The key idea of the program is this: Don’t define an abstract syntax tree type, values of which are produced by parsing. Rather, as parsing unfolds, call functions defined by the the folllowing trait.

pub trait ExprSyn: Clone {
    fn lit(n: i64) -> Self;
    fn neg(t: Self) -> Self;
    fn add(u: Self, v: Self) -> Self;
}

With that understood, we implement the parser as a Rust library in the following way.

pub mod parse {
    use nom::{
        branch::alt,
        bytes::complete::tag,
        character::complete::char,
        character::complete::{digit1 as digit, space0 as space},
        combinator::{map, map_res},
        multi::fold_many0,
        sequence::{delimited, pair, preceded},
        IResult,
    };

    use super::ExprSyn;
    use std::str::FromStr;

    type ParseResult<'a, E> = IResult<&'a str, E>;

    fn lit<E: ExprSyn>(i: &str) -> ParseResult<E> {
        map_res(delimited(space, digit, space), |x| {
            FromStr::from_str(x).map(E::lit)
        })(i)
    }

    fn neg<E: ExprSyn>(i: &str) -> ParseResult<E> {
        map(delimited(space, preceded(char('-'), term), space), E::neg)(i)
    }

    fn par<E: ExprSyn>(i: &str) -> ParseResult<E> {
        delimited(space, delimited(tag("("), expr, tag(")")), space)(i)
    }

    fn term<E: ExprSyn>(i: &str) -> ParseResult<E> {
        alt((lit, neg, par))(i)
    }

    pub fn expr<E: ExprSyn>(i: &str) -> ParseResult<E> {
        let (i, init) = term(i)?;
        fold_many0(pair(char('+'), term), init, |acc, (_, val): (char, E)| {
            E::add(acc, val)
        })(i)
    }
}

To wire that up to C++ we need express a CXX “bridge”.

use cxx::SharedPtr;

#[cxx::bridge]
pub mod ffi {
    unsafe extern "C++" {
        include!("arith_final_tagless/include/cpp_repr.hpp");
        type Cpp_repr;

        fn lit(i: i64) -> SharedPtr<Cpp_repr>;
        fn neg(e: SharedPtr<Cpp_repr>) -> SharedPtr<Cpp_repr>;
        fn add(l: SharedPtr<Cpp_repr>, r: SharedPtr<Cpp_repr>) -> SharedPtr<Cpp_repr>;
    }

    extern "Rust" {
        fn parse(s: String) -> Result<SharedPtr<Cpp_repr>>;
    }
}

The header file cpp_repr.hpp referenced by the bridge contains these prototypes.

#pragma once

#include <memory>
#include <cstdint>

struct Cpp_repr {
  int64_t expr;
};

using cpp_repr_t = std::shared_ptr<Cpp_repr>;

cpp_repr_t lit(int64_t i);
cpp_repr_t neg(cpp_repr_t t);
cpp_repr_t add(cpp_repr_t t, cpp_repr_t u);

The existence of that header is enough to finish off the Rust library.

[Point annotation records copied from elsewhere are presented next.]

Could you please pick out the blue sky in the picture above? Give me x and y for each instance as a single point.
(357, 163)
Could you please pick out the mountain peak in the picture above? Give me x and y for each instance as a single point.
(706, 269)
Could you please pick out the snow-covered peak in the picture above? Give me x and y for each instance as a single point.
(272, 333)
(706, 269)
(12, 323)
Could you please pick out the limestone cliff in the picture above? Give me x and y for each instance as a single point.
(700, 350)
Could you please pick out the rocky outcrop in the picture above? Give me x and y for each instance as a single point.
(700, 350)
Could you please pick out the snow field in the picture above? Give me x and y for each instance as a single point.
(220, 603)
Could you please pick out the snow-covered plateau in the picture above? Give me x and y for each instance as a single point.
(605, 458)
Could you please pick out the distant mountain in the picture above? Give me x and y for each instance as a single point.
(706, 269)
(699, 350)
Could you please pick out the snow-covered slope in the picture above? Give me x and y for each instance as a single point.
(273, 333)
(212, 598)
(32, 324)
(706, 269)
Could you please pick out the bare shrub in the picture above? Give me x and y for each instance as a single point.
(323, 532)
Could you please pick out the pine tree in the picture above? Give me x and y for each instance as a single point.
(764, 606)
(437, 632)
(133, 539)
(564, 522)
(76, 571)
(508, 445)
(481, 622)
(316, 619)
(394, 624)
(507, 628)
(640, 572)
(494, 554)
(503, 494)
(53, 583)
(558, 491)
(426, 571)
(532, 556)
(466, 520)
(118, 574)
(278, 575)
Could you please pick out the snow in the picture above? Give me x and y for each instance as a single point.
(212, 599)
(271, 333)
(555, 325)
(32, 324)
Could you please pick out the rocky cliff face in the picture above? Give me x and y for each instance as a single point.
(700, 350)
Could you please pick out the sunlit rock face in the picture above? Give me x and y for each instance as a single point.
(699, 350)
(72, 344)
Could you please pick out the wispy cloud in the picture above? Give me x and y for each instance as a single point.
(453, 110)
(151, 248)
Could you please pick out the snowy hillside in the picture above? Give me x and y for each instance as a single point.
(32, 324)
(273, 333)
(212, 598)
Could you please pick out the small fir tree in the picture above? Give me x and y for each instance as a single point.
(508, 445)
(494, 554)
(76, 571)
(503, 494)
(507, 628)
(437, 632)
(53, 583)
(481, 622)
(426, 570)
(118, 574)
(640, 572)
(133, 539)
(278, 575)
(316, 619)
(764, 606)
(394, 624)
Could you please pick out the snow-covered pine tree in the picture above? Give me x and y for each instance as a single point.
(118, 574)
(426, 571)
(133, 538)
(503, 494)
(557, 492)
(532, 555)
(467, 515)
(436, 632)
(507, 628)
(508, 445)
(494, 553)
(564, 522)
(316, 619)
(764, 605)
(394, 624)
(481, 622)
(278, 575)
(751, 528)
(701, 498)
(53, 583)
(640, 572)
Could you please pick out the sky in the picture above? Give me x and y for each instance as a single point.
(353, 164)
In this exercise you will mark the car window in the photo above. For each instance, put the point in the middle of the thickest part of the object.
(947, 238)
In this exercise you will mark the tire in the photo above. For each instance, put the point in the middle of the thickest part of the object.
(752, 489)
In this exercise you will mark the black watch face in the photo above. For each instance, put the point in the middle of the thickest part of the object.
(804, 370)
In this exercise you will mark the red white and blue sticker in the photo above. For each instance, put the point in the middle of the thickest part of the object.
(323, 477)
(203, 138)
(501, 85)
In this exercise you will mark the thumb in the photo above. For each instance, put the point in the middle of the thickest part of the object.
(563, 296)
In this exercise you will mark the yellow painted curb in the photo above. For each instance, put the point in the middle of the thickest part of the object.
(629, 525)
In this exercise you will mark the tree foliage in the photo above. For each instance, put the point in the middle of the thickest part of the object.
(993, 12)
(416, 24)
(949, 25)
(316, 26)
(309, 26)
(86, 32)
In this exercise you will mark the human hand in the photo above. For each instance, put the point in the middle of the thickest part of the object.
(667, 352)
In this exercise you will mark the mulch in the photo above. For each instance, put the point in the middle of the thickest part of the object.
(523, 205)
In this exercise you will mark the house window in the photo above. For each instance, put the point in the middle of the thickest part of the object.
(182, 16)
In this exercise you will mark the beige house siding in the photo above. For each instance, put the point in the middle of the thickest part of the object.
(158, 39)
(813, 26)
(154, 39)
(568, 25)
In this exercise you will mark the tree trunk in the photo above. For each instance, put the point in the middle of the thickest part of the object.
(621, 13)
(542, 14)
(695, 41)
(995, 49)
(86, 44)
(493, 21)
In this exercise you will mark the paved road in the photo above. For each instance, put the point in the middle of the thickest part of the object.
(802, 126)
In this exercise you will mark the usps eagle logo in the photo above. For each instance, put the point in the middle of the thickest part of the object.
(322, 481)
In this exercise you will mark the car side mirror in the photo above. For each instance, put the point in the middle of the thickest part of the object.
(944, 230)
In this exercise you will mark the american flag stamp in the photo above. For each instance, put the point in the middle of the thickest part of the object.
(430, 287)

#[allow(non_camel_case_types)]
pub type CppRepr_t = SharedPtr<ffi::Cpp_repr>;

impl ExprSyn for CppRepr_t {
    fn lit(i: i64) -> CppRepr_t {
        ffi::lit(i)
    }
    fn neg(t: CppRepr_t) -> CppRepr_t {
        ffi::neg(t)
    }
    fn add(t1: CppRepr_t, t2: CppRepr_t) -> CppRepr_t {
        ffi::add(t1, t2)
    }
}

pub fn parse(s: String) -> Result<CppRepr_t, String> {
    match parse::expr::<CppRepr_t>(s.as_str()) {
        Ok((_s, rep)) => Ok(rep),
        Err(e) => Err(format!("{}", e)),
    }
}

Evaluator

We put the C++ part of the implementation in cpp_repr.cpp in a separate library.

#include <iostream>

#include "arith_final_tagless/include/cpp_repr.hpp"

cpp_repr_t lit(int64_t i) {
  return std::shared_ptr<Cpp_repr>{new Cpp_repr{i}};
}

cpp_repr_t neg(cpp_repr_t t) {
  return std::shared_ptr<Cpp_repr>{new Cpp_repr{-t->expr}};
}

cpp_repr_t add(cpp_repr_t t, cpp_repr_t u) {
  return std::shared_ptr<Cpp_repr>{new Cpp_repr{t->expr + u->expr}};
}

Interpreter

The REPL in main.cpp brings the Rust and C++ libraries together into an executable.

#include <iostream>

#include "rust/cxx.h" // 'rust::Error'
#include "arith_final_tagless/src/arith_final_tagless.rs.h" // 'parse'

int main() {
  char const* prompt = "\n% ";
  std::cout << "Additive expression evalutator (type CTRL+D to exit)" << prompt;

  std::string line;
  while(std::getline(std::cin, line)) {
    try {
      if (auto p = parse(rust::String{line})) {
        std::cout << line << " = " << p->expr << prompt;
      }
    } catch (rust::Error const& e) {
      std::cerr << e.what() << prompt;
    }
  }

  return 0;
}

That’s it! If this is interesting to you and you’d like to go deeper into the technical details like, how to write the build scripts and so on for a program like this, the source is online here.